- Company Name
- TP-Link
- Job Title
- Senior Site Reliability Engineer
- Job Description
-
**Job title:** Senior Site Reliability Engineer
**Role Summary:**
Lead the design, deployment, and operation of microservices on Kubernetes across a multi‑cloud environment (AWS, Azure, OCI, GCP). Ensure high availability, scalability, security, and compliance while driving observability, automation, and incident response. Mentor junior staff and participate in on‑call rotations.
**Expectations:**
- Act as technical SME for Kubernetes‑based microservices.
- Collaborate with Cloud, DevOps, and development teams on deployment, scaling, and disaster recovery.
- Maintain and improve observability, SLOs, and compliance (ISO27001, SOC2, GDPR).
- Lead and resolve incidents, perform post‑mortem analysis, and implement preventive measures.
- Provide mentorship, documentation, and support for evolving processes.
**Key Responsibilities:**
1. Define and implement Kubernetes deployments for microservices on multi‑cloud platforms.
2. Perform load and chaos testing to validate scalability and reliability.
3. Build observability pipelines (metrics, logs, traces) across AWS, OCI, Azure, GCP.
4. Develop and maintain disaster‑recovery plans with DevOps and development teams.
5. Identify and remediate production risks related to resources, HPA, JVM, etc.
6. Automate workflows using Python, Go, Bash, or related scripting languages.
7. Define and track KPIs for SLA/SLO/SLI with business stakeholders.
8. Produce architectural documentation, operating procedures, and design records.
9. Enforce security and compliance controls: IAM, network security, application security, data protection.
10. Lead incident response, conduct root‑cause analysis, and recommend solutions.
11. Evaluate and pilot new tools/technologies in collaboration with product teams.
12. Mentor junior SREs; participate in on‑call rotation (after hours, weekends).
**Required Skills:**
- 5+ years as a Site Reliability Engineer or equivalent.
- Strong programming/scripting proficiency in Java, Python, Bash, or PowerShell.
- Hands‑on experience with SRE/DevOps practices, cloud operations, and cloud security.
- Deep knowledge of Kubernetes orchestration and cloud services (AWS, Azure, OCI, GCP).
- Experience building observability stacks (Prometheus, Grafana, ELK, etc.).
- Familiarity with load/chaos testing tools.
- Expertise in incident management, post‑incident reviews, and root‑cause analysis.
- Strong analytical problem‑solving and independent work ethic.

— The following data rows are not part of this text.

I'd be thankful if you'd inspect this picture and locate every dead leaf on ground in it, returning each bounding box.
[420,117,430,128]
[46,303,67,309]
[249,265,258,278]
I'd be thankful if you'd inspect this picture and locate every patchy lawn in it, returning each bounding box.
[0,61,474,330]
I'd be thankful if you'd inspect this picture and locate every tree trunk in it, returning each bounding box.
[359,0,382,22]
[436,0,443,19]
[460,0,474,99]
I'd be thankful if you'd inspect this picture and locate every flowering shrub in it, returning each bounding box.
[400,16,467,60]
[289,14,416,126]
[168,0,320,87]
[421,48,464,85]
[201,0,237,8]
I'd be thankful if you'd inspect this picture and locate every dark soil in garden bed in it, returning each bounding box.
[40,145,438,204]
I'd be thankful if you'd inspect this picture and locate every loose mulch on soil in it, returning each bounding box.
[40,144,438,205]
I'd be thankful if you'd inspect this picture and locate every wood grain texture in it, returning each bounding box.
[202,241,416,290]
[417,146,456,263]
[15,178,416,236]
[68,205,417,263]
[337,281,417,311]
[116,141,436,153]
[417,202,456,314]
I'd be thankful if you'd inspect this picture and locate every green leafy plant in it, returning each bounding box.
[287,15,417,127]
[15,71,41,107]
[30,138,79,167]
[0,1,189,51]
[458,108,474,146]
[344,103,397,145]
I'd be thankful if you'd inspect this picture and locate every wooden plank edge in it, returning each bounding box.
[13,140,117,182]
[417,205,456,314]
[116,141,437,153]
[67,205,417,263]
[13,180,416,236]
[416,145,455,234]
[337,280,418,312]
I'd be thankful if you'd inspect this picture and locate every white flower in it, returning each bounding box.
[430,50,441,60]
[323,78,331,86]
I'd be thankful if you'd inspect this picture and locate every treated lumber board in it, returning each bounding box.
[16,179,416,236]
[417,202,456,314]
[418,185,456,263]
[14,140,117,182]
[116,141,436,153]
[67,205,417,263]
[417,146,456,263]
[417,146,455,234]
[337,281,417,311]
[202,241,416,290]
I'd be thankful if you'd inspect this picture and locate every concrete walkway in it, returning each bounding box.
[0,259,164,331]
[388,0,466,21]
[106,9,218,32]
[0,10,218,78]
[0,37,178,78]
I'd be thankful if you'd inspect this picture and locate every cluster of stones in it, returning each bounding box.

- Ability to produce clear technical documentation and maintain compliance standards.
**Required Education & Certifications:**
- Bachelor’s degree in Computer Science, Information Technology, or a related discipline.
- 5+ years of SRE/DevOps experience in a cloud environment.
- Preferred: Professional-level cloud certifications (AWS Solutions Architect, Azure Solutions Architect Expert, GCP Professional Cloud Architect).